Yeti and the Sewing Machine

Fiction

One Wednesday in August, I decide to haiku and eulogize my mother. Not at the same time, of course. I could never fit a haiku around my Ma. 17 syllables would be far too many for her euphony. Ghrrrrrrr ghrrrrrrrr ghrrrrrrr was the only sound she made; even before she metamorphosed into a sewing machine.

A monarch butterfly—wide winged sunset, like the fake Tiffany lamp Ma dusted every Saturday, flits like poetry. I count the syllables for monarch. Two. One more than butterfly. Ma did everything precisely, towed the line to the tee. I’d follow her from chore to chore. She cooked cleaned swept gardened cooked cleaned swept gardened…

ghrrrrrrr ghrrrrrrrr ghrrrrrrr.

She’s adjusted so well with the family—grannies, aunties, neighbours chorused whenever they came home for feasts or festivals.

I’d look up to see if their compliments dented my Ma’s silence just a smidgen, maybe a smile or something. Nothing. Ma brought out dishes set the table served cleared washed up read me her favourite Beauty and the Beast which became my favourite before tucking me in. Ma read out words when we were alone. I try to recall if she used any of her own, but no matter how deep I dive, I only hear…

ghrrrrrrr ghrrrrrrrr ghrrrrrrr.

Sometimes, when I hugged her as she bent to kiss my forehead, smelling of sandalwood and ghee, she’d sound like honeybees, humming silently like dust diamonds, suspended weightless in the blade of light that entered my room through the sliver my Ma left un-shut. Ma and I disliked/were afraid of slamming doors, darkening rooms.

Muddy (two syllables) boot prints on the veranda floor. Big like Yeti’s. My father’s. One summer, I saw a documentary on TV. A huge footprint dented in snow; an absence filling the screen. Ever since then, I’d pretend my father was Yeti, endangered not dangerous.

A pale moon (one syllable like Ma) trembled in the pale light of the morning she went missing. The house was the noisiest it had ever been. I was drowsy from Phenergan Ma gave me every night before she kissed me, before she left the door un-shut just a morsel. Before Yeti’s return.
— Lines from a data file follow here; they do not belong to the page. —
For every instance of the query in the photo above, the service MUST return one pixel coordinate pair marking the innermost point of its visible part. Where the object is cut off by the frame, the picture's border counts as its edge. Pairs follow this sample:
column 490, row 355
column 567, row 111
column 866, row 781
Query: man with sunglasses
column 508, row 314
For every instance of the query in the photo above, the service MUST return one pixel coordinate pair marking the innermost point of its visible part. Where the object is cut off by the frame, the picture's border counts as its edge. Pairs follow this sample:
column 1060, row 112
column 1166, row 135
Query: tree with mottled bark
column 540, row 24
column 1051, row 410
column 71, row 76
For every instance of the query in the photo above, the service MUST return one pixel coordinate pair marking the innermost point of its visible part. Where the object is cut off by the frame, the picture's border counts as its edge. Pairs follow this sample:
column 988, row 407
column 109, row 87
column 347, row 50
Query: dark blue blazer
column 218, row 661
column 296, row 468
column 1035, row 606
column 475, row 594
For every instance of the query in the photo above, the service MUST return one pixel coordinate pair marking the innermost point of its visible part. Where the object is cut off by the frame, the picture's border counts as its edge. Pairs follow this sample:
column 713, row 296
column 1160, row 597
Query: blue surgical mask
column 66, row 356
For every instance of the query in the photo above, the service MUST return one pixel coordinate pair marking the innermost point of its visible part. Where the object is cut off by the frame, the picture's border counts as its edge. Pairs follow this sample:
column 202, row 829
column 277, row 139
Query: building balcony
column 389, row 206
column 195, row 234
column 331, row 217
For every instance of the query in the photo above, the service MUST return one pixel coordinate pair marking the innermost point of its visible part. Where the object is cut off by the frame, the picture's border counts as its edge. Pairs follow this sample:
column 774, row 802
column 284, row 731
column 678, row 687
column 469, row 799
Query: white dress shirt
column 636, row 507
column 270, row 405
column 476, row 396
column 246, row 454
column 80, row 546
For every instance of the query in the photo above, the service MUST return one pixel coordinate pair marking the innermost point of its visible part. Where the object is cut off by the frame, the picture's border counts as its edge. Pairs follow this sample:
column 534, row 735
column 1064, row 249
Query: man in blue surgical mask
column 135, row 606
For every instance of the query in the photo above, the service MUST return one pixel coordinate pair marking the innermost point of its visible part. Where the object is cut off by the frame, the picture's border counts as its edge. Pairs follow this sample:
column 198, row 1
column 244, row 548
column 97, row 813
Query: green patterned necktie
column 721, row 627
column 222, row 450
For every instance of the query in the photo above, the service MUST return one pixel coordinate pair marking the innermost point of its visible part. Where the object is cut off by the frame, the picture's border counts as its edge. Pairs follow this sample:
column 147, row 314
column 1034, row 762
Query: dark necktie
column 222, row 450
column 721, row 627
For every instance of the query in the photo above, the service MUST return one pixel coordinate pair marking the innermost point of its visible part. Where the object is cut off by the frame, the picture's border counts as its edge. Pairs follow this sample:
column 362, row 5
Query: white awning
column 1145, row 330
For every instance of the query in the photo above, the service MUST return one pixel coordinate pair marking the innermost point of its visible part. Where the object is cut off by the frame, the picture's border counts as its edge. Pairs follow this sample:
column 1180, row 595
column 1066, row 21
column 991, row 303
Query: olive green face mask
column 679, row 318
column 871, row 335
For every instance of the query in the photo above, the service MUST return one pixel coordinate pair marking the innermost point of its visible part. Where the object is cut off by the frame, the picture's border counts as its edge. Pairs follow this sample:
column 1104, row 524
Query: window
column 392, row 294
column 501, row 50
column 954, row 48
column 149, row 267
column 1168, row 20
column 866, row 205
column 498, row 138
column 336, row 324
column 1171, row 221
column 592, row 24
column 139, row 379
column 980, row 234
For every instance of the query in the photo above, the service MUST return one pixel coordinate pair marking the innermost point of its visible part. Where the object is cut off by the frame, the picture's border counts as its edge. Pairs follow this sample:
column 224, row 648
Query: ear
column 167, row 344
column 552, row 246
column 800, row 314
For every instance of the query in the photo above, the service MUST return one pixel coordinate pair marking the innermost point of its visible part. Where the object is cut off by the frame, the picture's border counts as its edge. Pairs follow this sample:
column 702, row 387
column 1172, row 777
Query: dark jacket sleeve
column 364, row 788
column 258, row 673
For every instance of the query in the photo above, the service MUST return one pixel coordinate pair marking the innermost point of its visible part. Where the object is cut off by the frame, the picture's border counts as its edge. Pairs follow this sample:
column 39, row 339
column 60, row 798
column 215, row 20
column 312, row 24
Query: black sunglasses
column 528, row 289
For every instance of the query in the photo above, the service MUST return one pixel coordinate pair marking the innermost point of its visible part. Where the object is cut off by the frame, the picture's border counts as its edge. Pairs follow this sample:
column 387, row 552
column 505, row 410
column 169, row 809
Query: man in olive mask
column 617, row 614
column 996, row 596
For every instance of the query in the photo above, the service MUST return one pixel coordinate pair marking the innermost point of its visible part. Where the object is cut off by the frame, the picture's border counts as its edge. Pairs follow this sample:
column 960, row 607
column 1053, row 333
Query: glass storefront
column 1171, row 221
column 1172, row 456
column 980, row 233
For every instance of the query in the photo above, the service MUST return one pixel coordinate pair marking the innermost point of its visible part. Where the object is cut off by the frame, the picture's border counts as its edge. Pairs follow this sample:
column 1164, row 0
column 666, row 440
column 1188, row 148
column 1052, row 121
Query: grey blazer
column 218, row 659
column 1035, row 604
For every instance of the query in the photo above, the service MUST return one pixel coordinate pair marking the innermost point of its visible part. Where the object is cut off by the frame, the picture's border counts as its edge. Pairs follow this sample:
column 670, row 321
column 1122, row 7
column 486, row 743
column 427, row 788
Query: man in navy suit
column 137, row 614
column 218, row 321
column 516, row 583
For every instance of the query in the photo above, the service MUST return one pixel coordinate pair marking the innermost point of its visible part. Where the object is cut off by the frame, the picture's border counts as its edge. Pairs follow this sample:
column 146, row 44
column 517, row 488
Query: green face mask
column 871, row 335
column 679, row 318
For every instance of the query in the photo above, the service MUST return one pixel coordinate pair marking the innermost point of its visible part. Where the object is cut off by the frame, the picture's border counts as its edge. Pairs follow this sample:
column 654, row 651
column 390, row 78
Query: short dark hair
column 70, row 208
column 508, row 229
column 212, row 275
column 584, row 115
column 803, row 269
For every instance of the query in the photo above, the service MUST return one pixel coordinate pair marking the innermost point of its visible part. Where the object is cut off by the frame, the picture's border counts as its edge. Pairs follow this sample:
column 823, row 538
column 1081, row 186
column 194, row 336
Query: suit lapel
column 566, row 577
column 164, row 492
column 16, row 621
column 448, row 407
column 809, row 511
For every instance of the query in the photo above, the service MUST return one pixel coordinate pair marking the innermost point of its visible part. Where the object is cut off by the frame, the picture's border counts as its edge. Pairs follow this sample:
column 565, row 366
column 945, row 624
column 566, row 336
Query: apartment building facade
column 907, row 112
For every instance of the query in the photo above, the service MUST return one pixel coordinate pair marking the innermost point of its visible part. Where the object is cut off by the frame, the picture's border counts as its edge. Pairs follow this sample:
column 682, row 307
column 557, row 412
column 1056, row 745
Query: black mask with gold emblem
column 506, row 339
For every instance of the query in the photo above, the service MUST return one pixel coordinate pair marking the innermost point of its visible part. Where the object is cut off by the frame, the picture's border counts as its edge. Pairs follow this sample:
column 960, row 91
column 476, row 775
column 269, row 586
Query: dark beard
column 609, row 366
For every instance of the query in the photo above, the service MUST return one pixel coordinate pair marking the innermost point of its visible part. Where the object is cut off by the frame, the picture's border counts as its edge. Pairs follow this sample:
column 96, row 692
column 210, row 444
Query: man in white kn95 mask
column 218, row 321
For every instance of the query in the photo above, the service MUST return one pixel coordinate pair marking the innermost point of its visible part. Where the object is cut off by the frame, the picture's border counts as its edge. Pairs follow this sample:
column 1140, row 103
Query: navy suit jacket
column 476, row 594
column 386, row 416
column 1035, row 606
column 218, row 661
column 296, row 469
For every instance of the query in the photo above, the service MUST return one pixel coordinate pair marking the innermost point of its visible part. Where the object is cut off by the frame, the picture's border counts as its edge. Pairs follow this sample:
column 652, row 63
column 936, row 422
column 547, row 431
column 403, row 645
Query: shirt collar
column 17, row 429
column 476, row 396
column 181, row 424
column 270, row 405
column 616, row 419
She’s done such a good job with you. Look how well you’ve turned out. Robust at the seams. Quiet. Loyal. Sturdy—my grandparents, aunties, uncles, extended family chirped like mynah birds and patted me on my back and brought me my favourite gulab jamun.

This was a few weeks after Ma went missing. It’s the temper. He can’t help it…not his fault…if you look at it—they talked about Yeti for days years weeks.

Every night, I dream the same dream. It goes like this… Ma is tucking me in when Yeti appears, big, strong, angry. My eyelids are heavy, but I can see his blurry, burly outline scooping up dust bunnies from the blade of light, gulping them down greedily, hungrily and telling me to not be like Ma. Not to fear the dark.

It’s nothing. Look at me. Be like me —Yeti is crying out so loudly I can’t hear him.

I see his big mouth opening like a white cave, like a storm and I shut my eyes tighter in my sleep. Ma! Ma! Where’s my Ma? I dream of shouting. But I hear no sound.

Yeti is shaking me. I know it’s him. His hands are big like blankets. Wake up. Open your eyes — His voice is soft like clouds, like snow. Drowsy and confused, I scrunch my eyes nose face tighter, real tight, shut. Wake up—booms a hurricane.

I peep. I see Yeti holding my Ma like Ma used to hold me whenever I was sick or pretended to be too sleepy to walk back from the car when we got home after a day at the park. She’d carry me in her arms like Yeti is carrying her now. Ma is pretending to be asleep, like me. Still.

I keep watching Yeti’s back till it’s hollow like the TV screen. Don’t make a sound Ma, I tell her telepathically. Play dead. Play dead. That’s the way to trick bears, I saw it on TV. Yetis are bears; scientists dismantled the myth on a Wednesday, I tell her. But I can hear her ghrrrrrr, ghrrrrrr, ghrrrrrr all the way to snowy Himalayan peaks.

Monarch butterfly
flutters; silent muddy boots
solitary moon

I’m 21. A poet. My therapist thinks haiku suit me. He thinks I’m a man of few words.